Уж коли голова нисколько не варит, не работает, так надо хоть

выплакаться. И за сегодняшний день и за завтрашний. Потому что дома ей

нельзя плакать, потому что из-за всей этой истории с домом у Григория

вот-вот начнутся опять припадки.

ГЛАВА ДЕВЯТАЯ

1

Утро на пряслинской усадьбе начиналось с птичьего гомона. Едва только

из-за реки брызнут первые лучи солнца, как вся пернатая мелюзга, прижившаяся

возле нового дома на угоре, принималась славить жизнь. На все голоса, на все

лады.

Михаил любил эту птичью заутреню. Хороший настрой на весь день. А уж

утром-то по дому бегаешь - ног под собой не чуешь.

Сегодня он сходил к колодцу за водой (сроду ни любил, когда из

застоялой воды чай), отметал навоз у коровы (одной рукой изловчился), подмел

заулок (Лыско линяет - везде шерсть), а его барыня и не думала вставать. Да

и вся остальная деревня дрыхла.

Наконец, рано ли, поздно ли, из трубы у Дунаевых полез дым, и Михаил

пошел в дом.

- У тебя что - забастовка сегодня лежачая?
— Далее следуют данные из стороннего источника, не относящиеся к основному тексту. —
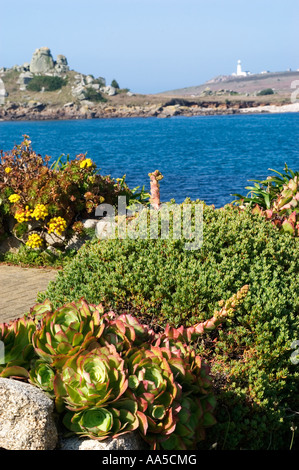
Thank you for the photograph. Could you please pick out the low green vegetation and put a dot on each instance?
(109, 374)
(161, 282)
(225, 315)
(93, 95)
(265, 91)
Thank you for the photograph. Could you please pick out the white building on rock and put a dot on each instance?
(240, 73)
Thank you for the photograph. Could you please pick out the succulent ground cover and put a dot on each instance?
(132, 288)
(276, 199)
(161, 282)
(110, 374)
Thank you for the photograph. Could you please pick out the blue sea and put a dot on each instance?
(204, 157)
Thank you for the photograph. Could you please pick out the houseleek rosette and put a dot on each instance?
(91, 379)
(124, 332)
(102, 422)
(65, 331)
(16, 347)
(152, 385)
(42, 376)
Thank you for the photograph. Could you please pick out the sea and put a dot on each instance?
(209, 158)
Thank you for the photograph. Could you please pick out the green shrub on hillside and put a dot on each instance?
(266, 91)
(162, 282)
(49, 83)
(93, 95)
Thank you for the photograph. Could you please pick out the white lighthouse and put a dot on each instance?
(240, 73)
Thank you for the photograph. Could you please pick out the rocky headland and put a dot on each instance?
(62, 93)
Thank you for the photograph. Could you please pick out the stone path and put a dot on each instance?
(19, 288)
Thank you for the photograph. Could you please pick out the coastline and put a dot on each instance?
(86, 110)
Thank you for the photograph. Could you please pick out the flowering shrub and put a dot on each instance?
(109, 374)
(51, 199)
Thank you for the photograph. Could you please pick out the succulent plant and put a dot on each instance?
(124, 332)
(42, 376)
(102, 422)
(151, 384)
(91, 379)
(65, 331)
(16, 341)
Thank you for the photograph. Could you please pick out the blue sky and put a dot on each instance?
(152, 46)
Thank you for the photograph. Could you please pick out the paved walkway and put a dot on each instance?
(19, 288)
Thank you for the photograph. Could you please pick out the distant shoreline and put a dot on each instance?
(42, 112)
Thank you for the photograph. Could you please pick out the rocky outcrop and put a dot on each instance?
(42, 61)
(130, 441)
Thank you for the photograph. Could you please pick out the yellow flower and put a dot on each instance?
(34, 241)
(14, 198)
(57, 225)
(86, 163)
(40, 212)
(23, 215)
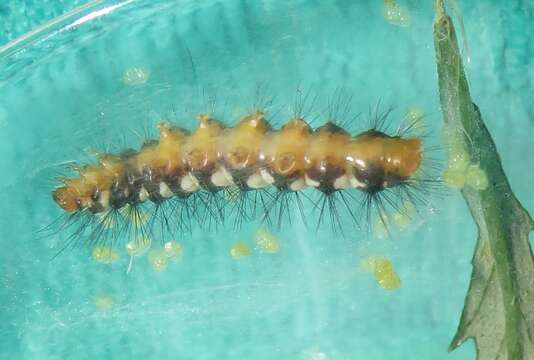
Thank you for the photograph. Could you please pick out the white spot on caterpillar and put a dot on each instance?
(104, 198)
(342, 182)
(256, 181)
(164, 190)
(267, 177)
(222, 178)
(357, 184)
(143, 194)
(311, 182)
(189, 183)
(297, 185)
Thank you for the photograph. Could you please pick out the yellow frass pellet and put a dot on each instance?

Раиса, зевая, потягиваясь, на великую силу оторвала от подушки

раскосмаченную голову, глянула на часы.

- Да ты одичал - еще семи нету...

- А корову кто доить будет?

- Ох уж эта мне корова! Жизни из-за ей никакой нету.

- Может, нарушим?

Раиса опустила полные ноги с кровати - его так и опахнуло теплом

разогретого женского тела, - ответила не задумываясь:

- Да хоть сегодня! Не заплачу.

- Ты не заплачешь, знаю. А что жрать будем? Чай один хлестать да банки?

Он не вышел - выскочил из спальни, потому что известно, чем кончится

этот разговор - криком, руганью. Осатанела баба - два года ведет войну из-за

сна. Сперва выторговала полчаса, потом час, а теперь, похоже, уже на два

нацелилась.

За завтраком Михаил, как всегда, начал подтрунивать над Ларисой - у той

опять разболелась голова. И, как всегда, за свою любимицу вступилась мать:

- Чего зубы-то скалить? У девки опять давленье.

- А когда давленье, до трех часов утра в клубе но скачут.

- Ладно. Не одна она скачет, все скачут.

- И рожу с утра тоже не малюют, - вдруг вскипел Михаил.

А что, в самом деле? Голова болит, давленье, а глаза уже наваксила.

Когда только и успела.

Пошатнувшийся мир в семье восстановила Вера - она умела это делать.

- Папа, - блеснула белыми зубами, - а ты давай-ко бороду отпусти, что

ли, пока на больничном. Мы хоть посмотрим, какая она у тебя.

- Думаешь, хоть занятие у отца будет? - сказал Михаил и первый

рассмеялся.

С улицы донеслись бесшабашные позывные - не иначе как Родька подъехал

на машине.

Вера высунулась в открытое окно, замахала рукой:

- Сейчас, сейчас! - И начала укладывать хлебы в сумку.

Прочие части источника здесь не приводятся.